Credo fosse anche il titolo di un film con musiche di Donna Summer.
Cinema per cinema, meglio La Febbre del sabato sera.
Saturday Night Fever.
Per la Ferrari.
Con Kimi Raikkonen nei panni di Tony Manero.
A proposito del Santo Bevitore.
Essendomi io già espresso sulla ipotesi Ricciardo di Rosso vestito (ottima soluzione, se l’Old Boy smette e Seb non se la prende), non mi sorprende che in Inghilterra affermino che Daniel abbia già un accordo con Marchionne per il 2019.
Ci sta, come ipotesi.
Ci stanno meno le linee guida di Liberty Media per la F1 che verrà.
Il testo deve averlo scritto il mio amico Luca Bugia Colajanni.
Nel senso che è un elenco di vaghe promesse. Motori più rumorosi, sempre ibridi, meno costosi. Pezzi standard sulle monoposto ma rispettando storia e tradizione. Pizza, birra e limoncello otto euro, se vuoi l’olio piccante sopra però fa dieci euro e comunque se Chris Horner il Bibitaro è entusiasta della proposta, ecco, io metto mano alla fondina e mi schiero alla opposizione senza se e senza ma.
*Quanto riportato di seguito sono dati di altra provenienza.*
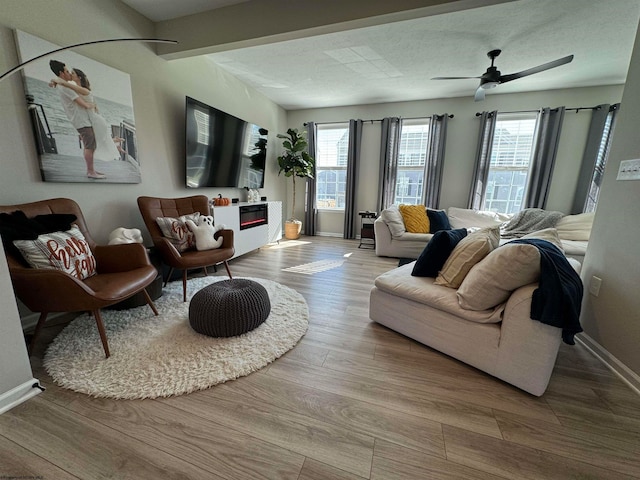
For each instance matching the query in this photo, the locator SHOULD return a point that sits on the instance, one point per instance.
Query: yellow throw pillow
(415, 218)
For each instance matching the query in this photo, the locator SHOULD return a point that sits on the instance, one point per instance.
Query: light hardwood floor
(352, 400)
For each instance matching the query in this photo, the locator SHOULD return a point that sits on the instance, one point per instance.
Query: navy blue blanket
(558, 299)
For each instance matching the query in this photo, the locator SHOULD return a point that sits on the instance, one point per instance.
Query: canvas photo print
(82, 116)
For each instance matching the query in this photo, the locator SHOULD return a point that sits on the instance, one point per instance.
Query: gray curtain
(595, 154)
(544, 157)
(311, 210)
(353, 166)
(389, 144)
(483, 158)
(435, 161)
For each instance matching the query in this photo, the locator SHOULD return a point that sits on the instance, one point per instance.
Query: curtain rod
(380, 119)
(567, 109)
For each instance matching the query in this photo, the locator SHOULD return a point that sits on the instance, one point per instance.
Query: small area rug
(163, 356)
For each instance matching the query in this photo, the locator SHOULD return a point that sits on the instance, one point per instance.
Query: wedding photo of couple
(82, 114)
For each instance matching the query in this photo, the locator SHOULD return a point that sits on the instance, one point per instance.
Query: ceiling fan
(492, 77)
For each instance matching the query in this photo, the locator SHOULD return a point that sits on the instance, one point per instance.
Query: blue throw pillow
(432, 258)
(438, 220)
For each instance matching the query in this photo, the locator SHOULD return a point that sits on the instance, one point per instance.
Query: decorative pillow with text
(66, 251)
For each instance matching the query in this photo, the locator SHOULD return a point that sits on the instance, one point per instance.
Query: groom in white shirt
(76, 109)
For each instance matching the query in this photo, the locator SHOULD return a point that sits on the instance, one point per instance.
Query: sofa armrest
(528, 348)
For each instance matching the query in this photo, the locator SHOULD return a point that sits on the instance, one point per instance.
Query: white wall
(612, 319)
(158, 88)
(461, 141)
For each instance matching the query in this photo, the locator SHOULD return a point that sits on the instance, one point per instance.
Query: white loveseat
(501, 340)
(392, 239)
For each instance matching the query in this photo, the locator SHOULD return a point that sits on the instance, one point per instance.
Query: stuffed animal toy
(123, 235)
(204, 232)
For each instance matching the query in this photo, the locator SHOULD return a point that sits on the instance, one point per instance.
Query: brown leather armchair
(153, 207)
(122, 271)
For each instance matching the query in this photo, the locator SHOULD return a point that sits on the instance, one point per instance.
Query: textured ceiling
(395, 61)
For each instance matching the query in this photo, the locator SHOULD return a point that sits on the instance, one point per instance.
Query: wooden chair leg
(103, 333)
(226, 265)
(168, 276)
(184, 285)
(36, 332)
(150, 302)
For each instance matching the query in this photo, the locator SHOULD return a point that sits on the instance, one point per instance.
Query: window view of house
(512, 147)
(332, 144)
(412, 152)
(601, 161)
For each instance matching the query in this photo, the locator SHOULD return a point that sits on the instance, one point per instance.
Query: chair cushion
(394, 221)
(415, 218)
(466, 254)
(176, 230)
(66, 251)
(437, 251)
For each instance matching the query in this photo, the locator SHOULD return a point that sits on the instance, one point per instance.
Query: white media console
(254, 224)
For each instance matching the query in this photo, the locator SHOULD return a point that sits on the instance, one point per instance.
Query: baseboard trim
(19, 394)
(627, 375)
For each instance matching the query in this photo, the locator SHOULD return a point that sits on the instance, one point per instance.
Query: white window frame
(324, 154)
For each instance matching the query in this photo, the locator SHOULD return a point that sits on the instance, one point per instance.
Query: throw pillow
(66, 251)
(467, 253)
(437, 251)
(394, 221)
(491, 281)
(176, 230)
(415, 218)
(548, 234)
(438, 220)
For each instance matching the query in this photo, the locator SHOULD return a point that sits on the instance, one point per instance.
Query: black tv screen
(221, 149)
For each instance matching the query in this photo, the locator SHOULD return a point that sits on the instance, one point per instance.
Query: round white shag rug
(163, 356)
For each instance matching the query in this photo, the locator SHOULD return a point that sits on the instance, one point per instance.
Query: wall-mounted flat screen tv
(222, 150)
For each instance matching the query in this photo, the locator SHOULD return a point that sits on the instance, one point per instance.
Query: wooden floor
(353, 400)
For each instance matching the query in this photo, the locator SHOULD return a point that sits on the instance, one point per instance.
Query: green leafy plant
(295, 161)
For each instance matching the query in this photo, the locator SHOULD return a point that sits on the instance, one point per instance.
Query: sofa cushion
(469, 251)
(438, 220)
(548, 234)
(466, 217)
(400, 283)
(435, 254)
(394, 221)
(575, 227)
(66, 251)
(176, 230)
(491, 281)
(415, 218)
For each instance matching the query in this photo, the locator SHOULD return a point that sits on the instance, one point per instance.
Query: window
(511, 152)
(332, 143)
(412, 152)
(601, 161)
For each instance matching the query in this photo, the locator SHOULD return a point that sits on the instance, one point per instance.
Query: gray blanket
(529, 220)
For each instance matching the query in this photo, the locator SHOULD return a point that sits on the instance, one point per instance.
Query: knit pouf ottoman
(229, 308)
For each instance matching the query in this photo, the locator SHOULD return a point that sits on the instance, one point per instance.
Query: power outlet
(594, 286)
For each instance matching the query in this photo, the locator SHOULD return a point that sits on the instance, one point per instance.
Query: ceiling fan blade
(452, 78)
(538, 69)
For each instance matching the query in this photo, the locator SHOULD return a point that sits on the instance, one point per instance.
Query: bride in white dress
(107, 147)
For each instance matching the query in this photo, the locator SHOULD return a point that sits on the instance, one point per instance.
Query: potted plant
(294, 162)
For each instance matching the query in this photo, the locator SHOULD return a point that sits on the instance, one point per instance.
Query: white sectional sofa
(486, 321)
(392, 240)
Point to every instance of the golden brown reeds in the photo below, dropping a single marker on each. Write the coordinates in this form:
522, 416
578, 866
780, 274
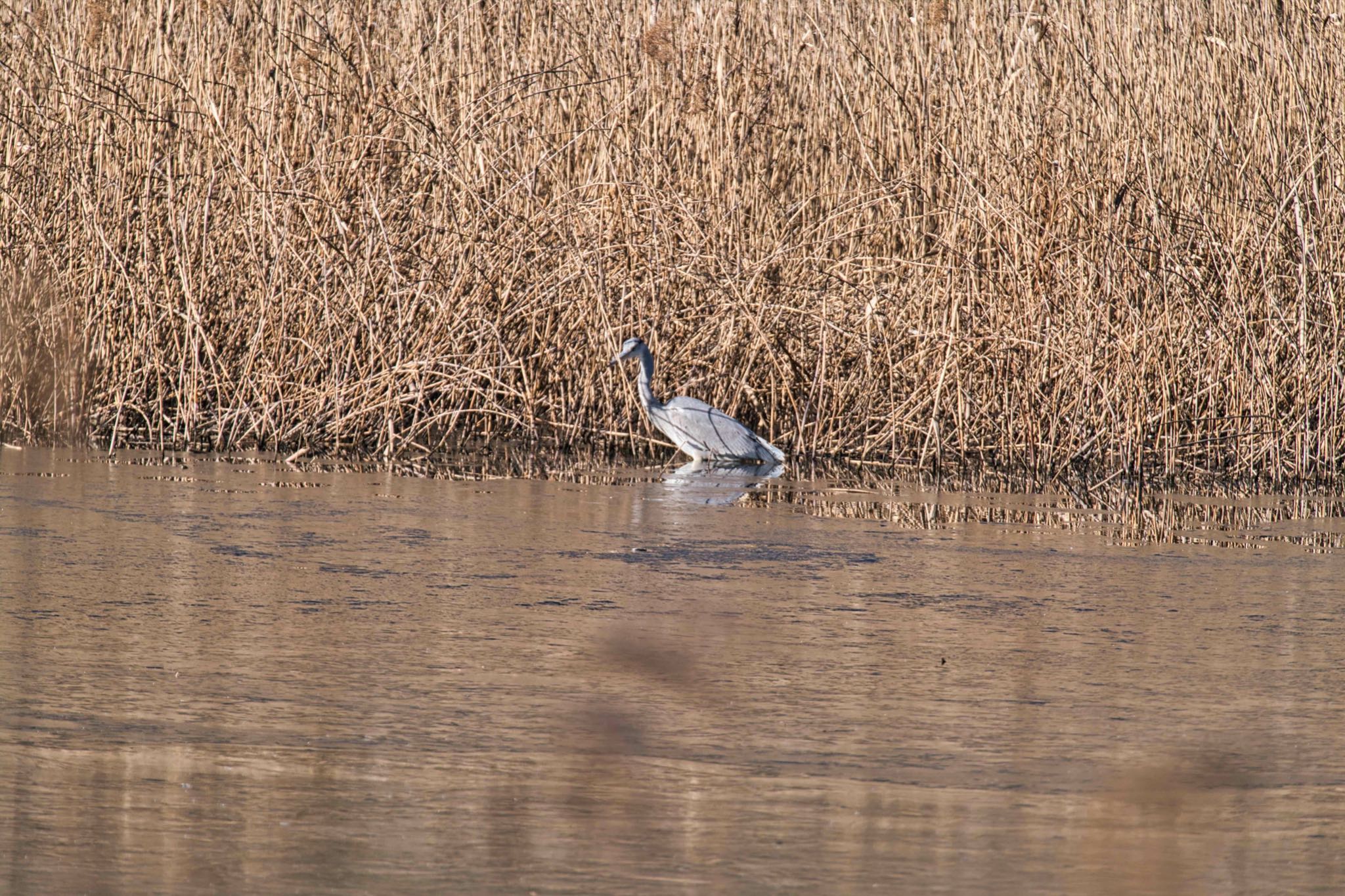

Comunque, vedremo e vale anche per il sabato delle qualifiche, che potete raccontarvi qua sotto.
Io alle promesse del venerdì ho smesso di credere ai tempi di Alesi e quindi, se interessa, al Quizzone reperibile su deepred silcast bla bla bla, ecco, la pole del Bahrain la assegno al solito tizio.
Lewis Hamilton (e spero di sbagliare, va mo la’).